Some Secrets Of HFT Revealed

The Brogaard study has been waved around in the HFT world for months now as it proclaims that HFT “activities are not detrimental to non-HFTs and that HFT tends to improve market quality.” Prof. Brogaard is hailed as some sort of champion in the HFT world and his paper “High Frequency Trading and Its Impact on Market Quality” is quoted from in almost every pro-HFT hit piece. A few months back, we took some time to point out a few facts about this study that most pro-HFT types seem to have missed

Anyway, we happened to find a new piece that Prof. Brogaard has published as part of the UK Foresight project titled “High Frequency Trading, Information and Profits.” Read Paper Here After reviewing this paper, something tells us that the pro-HFT crowd won’t be waving this Brogaard paper around much.
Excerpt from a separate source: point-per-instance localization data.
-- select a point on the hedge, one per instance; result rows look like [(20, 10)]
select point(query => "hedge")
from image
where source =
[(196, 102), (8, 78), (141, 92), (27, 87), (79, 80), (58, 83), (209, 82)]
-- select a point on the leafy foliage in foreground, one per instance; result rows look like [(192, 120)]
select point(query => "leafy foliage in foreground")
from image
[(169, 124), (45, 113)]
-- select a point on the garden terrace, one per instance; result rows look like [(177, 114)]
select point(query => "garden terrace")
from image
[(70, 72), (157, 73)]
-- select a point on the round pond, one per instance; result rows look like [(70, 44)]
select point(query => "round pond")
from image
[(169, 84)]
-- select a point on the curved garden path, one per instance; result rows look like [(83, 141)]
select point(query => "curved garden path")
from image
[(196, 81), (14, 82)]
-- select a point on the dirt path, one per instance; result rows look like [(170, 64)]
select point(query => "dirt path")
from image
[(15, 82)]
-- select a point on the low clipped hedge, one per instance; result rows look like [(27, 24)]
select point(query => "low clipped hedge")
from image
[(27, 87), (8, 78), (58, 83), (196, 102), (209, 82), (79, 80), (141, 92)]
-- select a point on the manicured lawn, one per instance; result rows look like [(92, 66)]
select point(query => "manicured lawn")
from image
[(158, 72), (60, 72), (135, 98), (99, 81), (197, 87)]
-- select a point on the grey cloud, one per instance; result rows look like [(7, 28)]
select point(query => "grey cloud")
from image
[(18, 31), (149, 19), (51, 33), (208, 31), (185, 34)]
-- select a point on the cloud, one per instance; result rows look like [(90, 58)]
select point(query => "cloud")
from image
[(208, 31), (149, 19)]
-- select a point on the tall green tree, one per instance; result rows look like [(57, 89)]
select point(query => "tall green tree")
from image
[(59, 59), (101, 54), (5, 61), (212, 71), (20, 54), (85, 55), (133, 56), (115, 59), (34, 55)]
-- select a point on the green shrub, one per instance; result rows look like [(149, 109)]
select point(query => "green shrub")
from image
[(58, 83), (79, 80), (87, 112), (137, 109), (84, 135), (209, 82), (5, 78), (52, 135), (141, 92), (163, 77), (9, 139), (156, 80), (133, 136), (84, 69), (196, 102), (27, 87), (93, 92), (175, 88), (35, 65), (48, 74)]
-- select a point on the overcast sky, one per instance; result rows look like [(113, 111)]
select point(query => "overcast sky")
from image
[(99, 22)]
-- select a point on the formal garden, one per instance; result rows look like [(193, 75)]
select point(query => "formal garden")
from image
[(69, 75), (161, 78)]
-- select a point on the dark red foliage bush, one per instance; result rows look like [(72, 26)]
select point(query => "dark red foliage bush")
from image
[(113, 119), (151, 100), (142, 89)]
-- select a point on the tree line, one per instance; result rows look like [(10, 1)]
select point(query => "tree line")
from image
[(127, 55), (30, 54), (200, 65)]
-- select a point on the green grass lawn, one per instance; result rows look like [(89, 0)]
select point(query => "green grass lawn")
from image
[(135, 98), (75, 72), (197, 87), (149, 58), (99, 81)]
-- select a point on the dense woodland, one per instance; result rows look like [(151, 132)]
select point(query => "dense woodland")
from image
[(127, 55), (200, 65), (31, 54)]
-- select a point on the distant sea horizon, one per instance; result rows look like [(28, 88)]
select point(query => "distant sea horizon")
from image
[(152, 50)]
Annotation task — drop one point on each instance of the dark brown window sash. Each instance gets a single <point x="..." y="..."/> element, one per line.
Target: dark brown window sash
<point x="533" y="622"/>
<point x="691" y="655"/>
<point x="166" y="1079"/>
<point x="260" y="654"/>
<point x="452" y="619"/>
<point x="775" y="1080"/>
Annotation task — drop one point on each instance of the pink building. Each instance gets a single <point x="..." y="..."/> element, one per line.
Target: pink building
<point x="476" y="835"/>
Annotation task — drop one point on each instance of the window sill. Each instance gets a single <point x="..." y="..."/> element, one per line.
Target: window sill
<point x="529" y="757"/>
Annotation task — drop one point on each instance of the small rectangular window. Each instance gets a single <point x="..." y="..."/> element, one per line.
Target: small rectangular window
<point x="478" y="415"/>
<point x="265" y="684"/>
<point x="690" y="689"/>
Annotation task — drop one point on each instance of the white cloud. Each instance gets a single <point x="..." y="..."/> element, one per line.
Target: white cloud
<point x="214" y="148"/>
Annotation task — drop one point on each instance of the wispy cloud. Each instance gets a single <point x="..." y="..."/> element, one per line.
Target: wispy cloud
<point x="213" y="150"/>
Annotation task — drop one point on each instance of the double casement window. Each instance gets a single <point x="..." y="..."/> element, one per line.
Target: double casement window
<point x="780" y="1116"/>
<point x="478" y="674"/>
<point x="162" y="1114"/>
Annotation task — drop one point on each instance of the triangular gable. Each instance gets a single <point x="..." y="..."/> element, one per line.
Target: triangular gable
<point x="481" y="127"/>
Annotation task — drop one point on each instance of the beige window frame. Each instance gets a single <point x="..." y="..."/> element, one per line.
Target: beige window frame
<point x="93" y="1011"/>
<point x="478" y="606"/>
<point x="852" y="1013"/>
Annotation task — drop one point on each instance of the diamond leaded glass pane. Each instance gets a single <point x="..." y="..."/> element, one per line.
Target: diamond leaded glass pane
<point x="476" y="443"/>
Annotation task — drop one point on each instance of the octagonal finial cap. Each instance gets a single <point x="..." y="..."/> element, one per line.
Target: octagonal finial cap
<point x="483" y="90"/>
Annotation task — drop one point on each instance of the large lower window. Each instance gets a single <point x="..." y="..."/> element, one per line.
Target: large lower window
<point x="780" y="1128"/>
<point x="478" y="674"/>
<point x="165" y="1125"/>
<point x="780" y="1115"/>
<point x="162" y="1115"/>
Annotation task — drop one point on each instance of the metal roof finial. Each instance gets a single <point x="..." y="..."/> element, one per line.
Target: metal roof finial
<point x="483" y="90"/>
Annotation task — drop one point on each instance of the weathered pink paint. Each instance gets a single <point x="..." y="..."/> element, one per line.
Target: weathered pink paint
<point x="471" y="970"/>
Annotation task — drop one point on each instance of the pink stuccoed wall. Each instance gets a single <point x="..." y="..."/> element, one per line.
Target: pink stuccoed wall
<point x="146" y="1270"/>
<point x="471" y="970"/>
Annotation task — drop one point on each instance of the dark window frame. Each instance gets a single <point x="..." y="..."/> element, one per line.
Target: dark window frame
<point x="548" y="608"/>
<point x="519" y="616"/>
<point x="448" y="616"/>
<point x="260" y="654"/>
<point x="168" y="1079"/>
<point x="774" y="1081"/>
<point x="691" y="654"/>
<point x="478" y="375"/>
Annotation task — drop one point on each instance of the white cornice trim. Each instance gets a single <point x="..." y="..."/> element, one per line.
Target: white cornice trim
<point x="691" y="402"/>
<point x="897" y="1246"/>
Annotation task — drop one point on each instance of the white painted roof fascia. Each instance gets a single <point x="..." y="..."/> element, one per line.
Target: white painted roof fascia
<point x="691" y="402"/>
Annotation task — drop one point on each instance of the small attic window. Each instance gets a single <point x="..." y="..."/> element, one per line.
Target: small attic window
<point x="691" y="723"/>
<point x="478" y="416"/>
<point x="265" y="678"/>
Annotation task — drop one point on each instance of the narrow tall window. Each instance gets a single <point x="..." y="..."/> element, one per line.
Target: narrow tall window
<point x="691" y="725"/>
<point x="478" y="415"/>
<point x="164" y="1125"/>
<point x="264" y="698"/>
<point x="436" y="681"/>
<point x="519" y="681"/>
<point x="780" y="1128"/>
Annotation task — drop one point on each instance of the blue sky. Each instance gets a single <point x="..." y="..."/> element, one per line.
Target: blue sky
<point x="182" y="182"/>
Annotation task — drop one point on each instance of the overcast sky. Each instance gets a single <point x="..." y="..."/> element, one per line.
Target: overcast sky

In this paper, Prof. Brogaard reveals a few HFT secrets about how they derive their profits. “Information drives HFT activity” says Prof Brogaard. Well, no surprise there. But what type of information? Let’s see what Prof. Brogaard says:

“The information subcategories include order book dynamics, trade dynamics, past stock returns, cross stock correlations, cross asset correlations, and cross exchange information delays. Other types of information that may be illegitimately obtained or created could result from front running, quote stuffing, or layering.”

Now that is quite a statement. Let’s look at a few subcategories:

Order book dynamics – think of this as the jet fuel that runs the HFT supercomputers. Private data feeds that are supplied by the exchanges contain all sorts of nuggets that the HFT’s can use to sniff out the “real” order flow. Prof. Brogaard has this to say:

“Beyond the number of orders on each side of the book, the proximity of those orders to the best bid and offer can be informative. In addition, the size of the orders as well as the sequence of orders, the cancellation of orders, time the order is active, time before the order is crossed and whether orders are displayed or hidden may be used to detect the buy and sell interests of traders.”

Trade Dynamics – here the HFT is not just looking at the consolidated tape and checking for time and sales. The HFT is using information in the data feeds to help him deconstruct what type of trade occurred. Prof Brogaard says:

“In addition, the size of past trades, the time between trades, which exchange those trades occurred on, the trades’ time of day, and the number of trades in a given period can provide predictive information regarding asset prices.”

Cross exchange information delays – we refer to this as Latency Arbitrage and wrote an entire white paper dedicated to it Read Paper Here To sum it up briefly, the fragmentation of the equity markets has created near risk free profits for those fast enough to take advantage of the differences in speed. Prof. Brogaard pretty much validates our paper with this statement:

“The different trading venues can lead to differences in data reporting between the exchange data and the consolidated tape data. This difference can give those with the exchange data feeds notice of trades prior to market participants who only monitor the consolidated tape. Such a speed of information differential may provide HFTrs information that is useful in determining forthcoming buying or selling.”


Prof Brogaard seems to be concerned that the regulators and the institutional and retail investors that HFT has been stealing from over the past few years are starting to figure out the game. He seems to be worried that the HFT profit machine which funds countless lobbyists and academic studies may soon be coming to an end:

“The avenues by which HFTrs obtain information that drives their trading strategies are limited. Some types of information over the next ten years may be more difficult to detect. For example, order book dynamics as well as trade and price dynamics may become less informative of future trading opportunities. This follows from the likelihood that smaller institutional investors will either learn that they are indirectly providing valuable future price information through their patterned trades and quotes or that the cost of algorithmic randomization services will decrease so they become worthwhile for smaller firms to use.”

The only question that we have is – what the heck are they going to do with all those server farms now?